Domain Selection Strategy

  • Use Root Domains for Broad Coverage: Specify root domains (e.g., “wikipedia.org”) to match all subdomains automatically, including different language versions and regional sites.
  • Use TLDs for Categorical Filtering: Target specific organization types with TLD filters like .gov for government, .edu for education, or .org for non-profits.
  • Be Specific When Needed: Choose specific domains that are directly relevant to your search query to ensure high-quality results.
  • Quality Over Quantity: Using fewer, highly relevant domains often produces better results than maximizing the 20-domain limit.
  • Consider Domain Authority: Prioritize authoritative sources in your field for more reliable information.
  • Choose Your Mode: Use either allowlist mode (include only) OR denylist mode (exclude), but not both in the same request.

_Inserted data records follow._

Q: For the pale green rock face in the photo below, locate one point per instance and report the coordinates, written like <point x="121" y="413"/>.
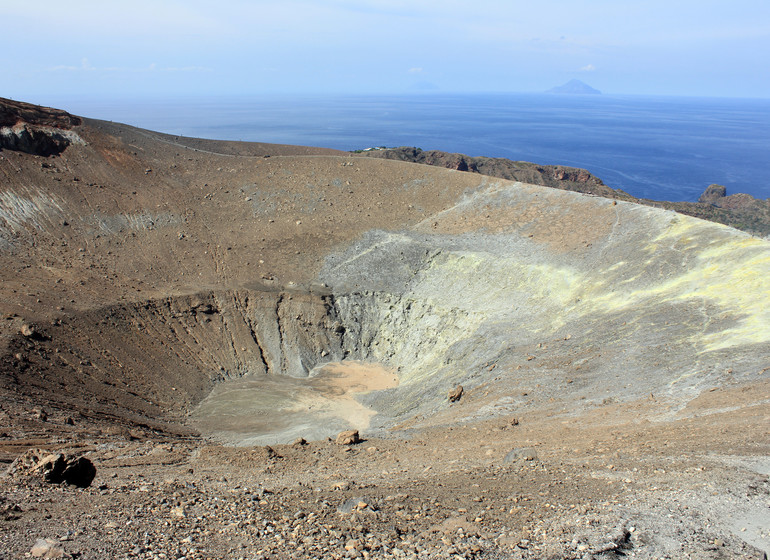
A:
<point x="651" y="303"/>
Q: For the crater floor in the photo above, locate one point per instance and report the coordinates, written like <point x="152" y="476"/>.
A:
<point x="162" y="297"/>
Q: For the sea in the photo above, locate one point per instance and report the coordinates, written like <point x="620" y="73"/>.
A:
<point x="662" y="148"/>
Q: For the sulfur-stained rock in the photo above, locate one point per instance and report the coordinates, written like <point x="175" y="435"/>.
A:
<point x="348" y="437"/>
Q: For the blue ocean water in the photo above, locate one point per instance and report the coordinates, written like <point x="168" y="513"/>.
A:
<point x="664" y="148"/>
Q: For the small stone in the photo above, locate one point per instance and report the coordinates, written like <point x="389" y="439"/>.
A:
<point x="520" y="454"/>
<point x="47" y="548"/>
<point x="455" y="394"/>
<point x="348" y="437"/>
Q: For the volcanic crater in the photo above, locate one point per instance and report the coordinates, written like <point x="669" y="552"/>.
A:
<point x="167" y="291"/>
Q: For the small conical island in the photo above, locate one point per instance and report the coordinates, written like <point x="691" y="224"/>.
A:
<point x="575" y="87"/>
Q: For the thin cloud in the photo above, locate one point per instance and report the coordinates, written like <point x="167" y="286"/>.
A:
<point x="86" y="66"/>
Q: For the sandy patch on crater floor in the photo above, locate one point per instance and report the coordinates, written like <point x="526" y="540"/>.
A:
<point x="263" y="410"/>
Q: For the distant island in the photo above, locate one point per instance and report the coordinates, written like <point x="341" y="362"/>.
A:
<point x="575" y="87"/>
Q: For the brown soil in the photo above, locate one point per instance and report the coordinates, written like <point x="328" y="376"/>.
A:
<point x="126" y="261"/>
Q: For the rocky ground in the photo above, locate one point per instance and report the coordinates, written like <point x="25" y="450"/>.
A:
<point x="613" y="357"/>
<point x="738" y="210"/>
<point x="606" y="484"/>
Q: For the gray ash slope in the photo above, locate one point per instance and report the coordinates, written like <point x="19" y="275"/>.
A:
<point x="152" y="268"/>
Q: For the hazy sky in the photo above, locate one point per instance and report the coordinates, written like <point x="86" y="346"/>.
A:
<point x="169" y="48"/>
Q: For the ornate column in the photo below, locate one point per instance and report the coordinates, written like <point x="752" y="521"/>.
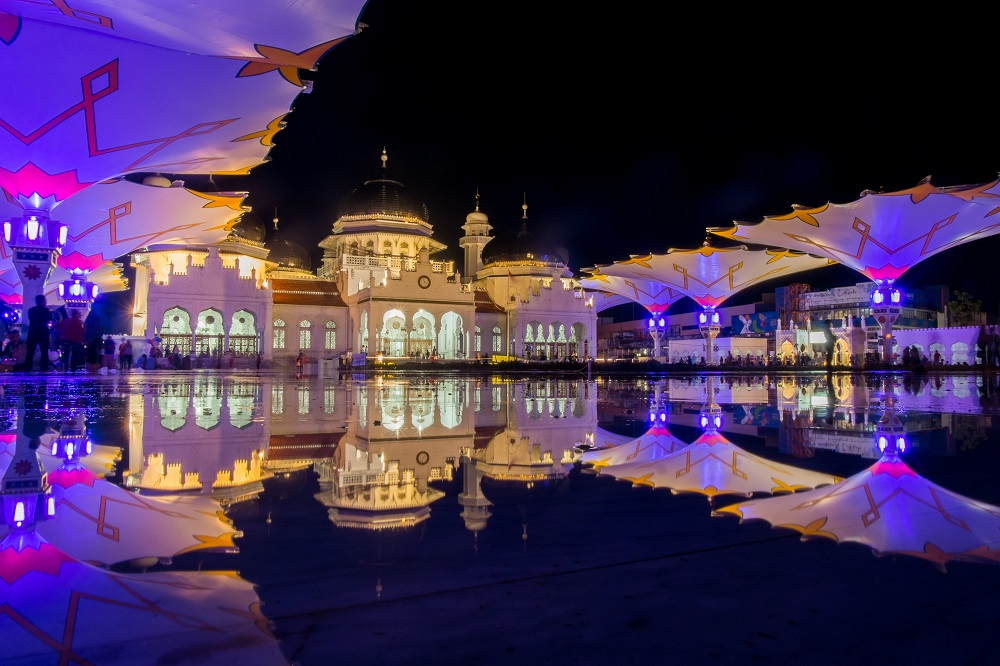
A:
<point x="36" y="242"/>
<point x="886" y="301"/>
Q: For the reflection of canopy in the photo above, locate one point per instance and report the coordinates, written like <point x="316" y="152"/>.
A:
<point x="881" y="234"/>
<point x="891" y="509"/>
<point x="115" y="218"/>
<point x="713" y="465"/>
<point x="70" y="612"/>
<point x="710" y="275"/>
<point x="653" y="295"/>
<point x="655" y="443"/>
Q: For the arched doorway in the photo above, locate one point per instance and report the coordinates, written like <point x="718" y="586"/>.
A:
<point x="392" y="335"/>
<point x="175" y="331"/>
<point x="243" y="333"/>
<point x="422" y="335"/>
<point x="449" y="344"/>
<point x="209" y="334"/>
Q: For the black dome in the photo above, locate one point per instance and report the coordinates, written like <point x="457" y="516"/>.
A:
<point x="521" y="246"/>
<point x="385" y="198"/>
<point x="248" y="227"/>
<point x="289" y="255"/>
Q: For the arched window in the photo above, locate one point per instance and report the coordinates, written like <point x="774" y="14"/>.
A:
<point x="305" y="334"/>
<point x="278" y="334"/>
<point x="330" y="335"/>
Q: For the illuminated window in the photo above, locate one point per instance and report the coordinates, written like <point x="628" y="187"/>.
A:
<point x="277" y="399"/>
<point x="303" y="400"/>
<point x="278" y="332"/>
<point x="305" y="334"/>
<point x="330" y="335"/>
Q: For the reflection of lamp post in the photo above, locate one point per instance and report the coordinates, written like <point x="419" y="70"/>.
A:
<point x="25" y="496"/>
<point x="708" y="325"/>
<point x="36" y="241"/>
<point x="886" y="302"/>
<point x="77" y="292"/>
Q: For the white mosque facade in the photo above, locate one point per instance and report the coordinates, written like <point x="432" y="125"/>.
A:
<point x="378" y="290"/>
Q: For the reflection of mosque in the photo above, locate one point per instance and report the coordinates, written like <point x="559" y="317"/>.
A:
<point x="802" y="414"/>
<point x="376" y="446"/>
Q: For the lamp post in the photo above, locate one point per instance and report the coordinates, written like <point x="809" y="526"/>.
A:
<point x="708" y="325"/>
<point x="77" y="292"/>
<point x="36" y="241"/>
<point x="886" y="301"/>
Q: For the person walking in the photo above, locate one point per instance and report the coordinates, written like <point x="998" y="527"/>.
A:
<point x="831" y="343"/>
<point x="39" y="317"/>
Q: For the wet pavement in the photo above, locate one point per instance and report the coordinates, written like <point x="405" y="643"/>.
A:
<point x="453" y="519"/>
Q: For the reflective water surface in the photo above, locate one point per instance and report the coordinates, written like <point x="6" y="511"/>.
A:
<point x="199" y="518"/>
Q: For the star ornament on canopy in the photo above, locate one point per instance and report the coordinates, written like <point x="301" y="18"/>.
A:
<point x="655" y="443"/>
<point x="709" y="275"/>
<point x="105" y="89"/>
<point x="118" y="217"/>
<point x="653" y="295"/>
<point x="882" y="235"/>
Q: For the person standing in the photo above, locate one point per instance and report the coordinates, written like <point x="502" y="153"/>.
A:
<point x="831" y="343"/>
<point x="39" y="317"/>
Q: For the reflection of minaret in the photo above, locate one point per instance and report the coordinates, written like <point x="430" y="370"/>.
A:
<point x="477" y="507"/>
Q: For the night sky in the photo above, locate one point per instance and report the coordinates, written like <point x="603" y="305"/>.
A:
<point x="631" y="133"/>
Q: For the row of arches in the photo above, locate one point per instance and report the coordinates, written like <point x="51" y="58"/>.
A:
<point x="211" y="333"/>
<point x="422" y="335"/>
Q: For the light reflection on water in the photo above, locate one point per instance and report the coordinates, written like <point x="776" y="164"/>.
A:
<point x="377" y="484"/>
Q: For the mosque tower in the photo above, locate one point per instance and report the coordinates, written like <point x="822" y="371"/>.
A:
<point x="477" y="234"/>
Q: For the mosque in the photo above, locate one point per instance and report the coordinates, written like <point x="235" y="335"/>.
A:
<point x="378" y="290"/>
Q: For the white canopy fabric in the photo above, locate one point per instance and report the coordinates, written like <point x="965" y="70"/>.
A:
<point x="709" y="275"/>
<point x="882" y="234"/>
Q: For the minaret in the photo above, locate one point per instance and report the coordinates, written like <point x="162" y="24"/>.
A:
<point x="477" y="234"/>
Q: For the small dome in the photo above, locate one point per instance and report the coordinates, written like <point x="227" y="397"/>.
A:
<point x="248" y="228"/>
<point x="383" y="198"/>
<point x="289" y="255"/>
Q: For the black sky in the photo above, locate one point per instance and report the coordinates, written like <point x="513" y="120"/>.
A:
<point x="631" y="130"/>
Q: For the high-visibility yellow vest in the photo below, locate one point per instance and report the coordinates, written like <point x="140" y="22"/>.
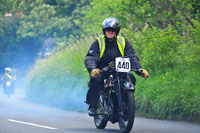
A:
<point x="9" y="76"/>
<point x="102" y="45"/>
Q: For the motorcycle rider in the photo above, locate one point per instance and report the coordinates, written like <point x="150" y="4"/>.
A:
<point x="104" y="50"/>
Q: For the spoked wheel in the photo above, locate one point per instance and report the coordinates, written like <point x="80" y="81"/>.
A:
<point x="127" y="116"/>
<point x="99" y="119"/>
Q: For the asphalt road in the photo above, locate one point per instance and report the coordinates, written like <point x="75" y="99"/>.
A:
<point x="20" y="116"/>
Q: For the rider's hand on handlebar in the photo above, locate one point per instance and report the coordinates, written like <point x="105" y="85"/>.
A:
<point x="144" y="73"/>
<point x="94" y="73"/>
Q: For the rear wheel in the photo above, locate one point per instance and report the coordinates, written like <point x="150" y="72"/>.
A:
<point x="127" y="116"/>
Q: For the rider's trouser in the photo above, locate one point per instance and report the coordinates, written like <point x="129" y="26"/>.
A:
<point x="96" y="84"/>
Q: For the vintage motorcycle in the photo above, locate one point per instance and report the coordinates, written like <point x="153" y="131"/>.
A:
<point x="116" y="102"/>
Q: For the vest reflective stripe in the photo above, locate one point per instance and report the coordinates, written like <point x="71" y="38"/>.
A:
<point x="120" y="43"/>
<point x="101" y="41"/>
<point x="9" y="76"/>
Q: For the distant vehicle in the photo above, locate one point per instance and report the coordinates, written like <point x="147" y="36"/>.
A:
<point x="8" y="82"/>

Denylisting is useful when you want broad search coverage but need to exclude specific low-quality or irrelevant sources.

Locale and Regional Targeting

While domain filters don’t directly filter by user location, you can target specific locales using:
  • Country-code TLDs: Use filters like .uk, .ca, .de, .jp to target country-specific domains
  • Subdomain matching: Specify regional subdomains when available (e.g., “uk.domain.com”)
  • Combined approach: Mix country TLDs with specific trusted domains for precise regional filtering
For international research, combine TLD filtering with the search_language_filter parameter to refine results by both location and language.

Domain Selection

  • Use Trusted Sources: Select a specific set of trusted sources you want to search within (e.g., academic research, official documentation).
  • Leverage TLD Filtering: When researching topics that span many sites of the same type, use TLD filters to cast a wider net (e.g., .gov for policy research).
  • Focus on Quality: Choose authoritative domains that consistently provide reliable information relevant to your queries.

Client-Side Validation

Validate domain formats on the client side before sending requests:
import re

def validate_domain(domain):
    """Validate domain format including TLD filters."""
    # TLD filter (e.g., .gov, .edu)
    if domain.startswith('.'):
        tld_pattern = r'^\.[a-zA-Z]{2,}$'
        return bool(re.match(tld_pattern, domain))
    
    # Standard domain validation pattern
    pattern = r'^[a-zA-Z0-9]([a-zA-Z0-9-]{0,61}[a-zA-Z0-9])?(\.[a-zA-Z0-9]([a-zA-Z0-9-]{0,61}[a-zA-Z0-9])?)*$'
    return bool(re.match(pattern, domain))

def validate_domain_filter(domains):
    """Validate domain filter array."""
    if len(domains) > 20:
        raise ValueError("Maximum 20 domains allowed")

    for domain in domains:
        if not validate_domain(domain):
            raise ValueError(f"Invalid domain format: {domain}")

    return True

# Usage examples
try:
    # Mix of regular domains and TLD filters
    domains = ["nature.com", "science.org", ".gov", ".edu"]
    validate_domain_filter(domains)

    response = client.search.create(
        query="research topic",
        search_domain_filter=domains
    )
except ValueError as e:
    print(f"Validation error: {e}")

Performance Considerations

  • Result Availability: Narrowing to specific domains may reduce the number of available results. Be prepared to handle cases where fewer results are returned than requested.
  • Domain Coverage: Ensure the domains you specify actually contain content relevant to your query. Overly restrictive filters may return zero results.
  • Combination Effects: Domain filters combined with other restrictive filters (date, language) can significantly reduce result counts.
For best results, combine domain filtering with other filters like search_recency_filter or search_language_filter to narrow down your search to highly relevant, timely content from your target sources. Use TLD filters like .gov or .edu when you need broad coverage across an entire category of authoritative sites.